From all the reading I now know how to compute $\mathbb{E}[f(X)|f(X)+V]$. That is, if $Y = f(X)+V$
$\mathbb{E}[f(X)|Y] = \frac{\int_{\mathbb{R}}f(x) f_V(z-f(x))f_X(x) dx}{\int_{\mathbb{R}} f_V(y-f(x))f_X(x) dx}$
But I am unable to figure out $\mathbb{E}[g(Y)|X]$.
I tried using the following identity:
$\mathbb{E}[f(X)+V | X] = f(X) + \mathbb{E}[V|X] = f(X) + \mathbb{E}[V] = f(X)$.

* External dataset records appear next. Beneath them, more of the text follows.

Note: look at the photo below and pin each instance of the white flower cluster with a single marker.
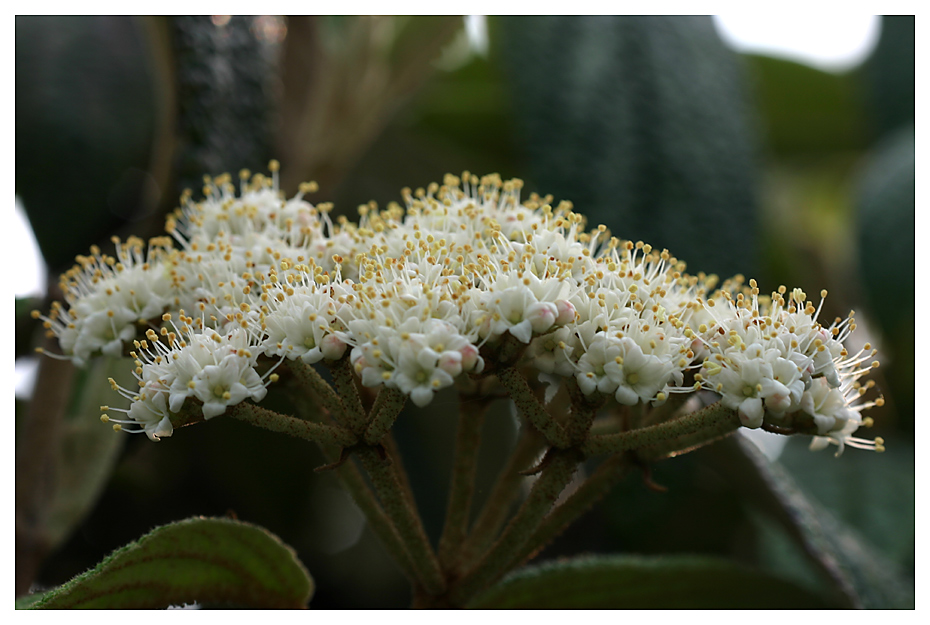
(417, 296)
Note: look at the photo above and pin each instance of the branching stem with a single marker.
(308, 430)
(530, 408)
(468, 439)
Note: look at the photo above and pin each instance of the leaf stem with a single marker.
(353, 481)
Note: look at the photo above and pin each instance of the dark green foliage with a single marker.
(886, 207)
(641, 122)
(807, 111)
(631, 582)
(224, 97)
(890, 76)
(85, 119)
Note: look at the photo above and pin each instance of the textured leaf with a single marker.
(640, 121)
(858, 573)
(630, 582)
(205, 560)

I tried computing the required expectation in the following way:
$\mathbb{E}[g(Y)|X] = \frac{\int_{\mathbb{R}}g(y)f_{x,y}(x,y) dy}{\int_{\mathbb{R}}f_{x,y}(x,y) dy}$ where $f_{x,y}(x,y)$ is the joint density of $X$ and $Y$. To compute the joint density, I started with the joint distribution:
$\mathbb{P}(X\leq x, Y \leq y) = \int_{\mathbb{R}} \mathbb{P}(X\leq x, Y \leq y | Y=y) f_Y(y) dy \\ = \int_{\mathbb{R}} \mathbb{P}(X\leq x) f_Y(y) dy \\ = \int_{\mathbb{R}} F_X(x) f_Y(y) dy\\$
where $F_X$ is the distribution function of X and $f_Y$ is the density of $Y$.
Since the distribution of $V$ is known, it would be helpful to get the expression in terms of the density of $V,$ i.e., $f_V(v)$. But I am not able to figure it out. Any help or suggestion is deeply appreciated!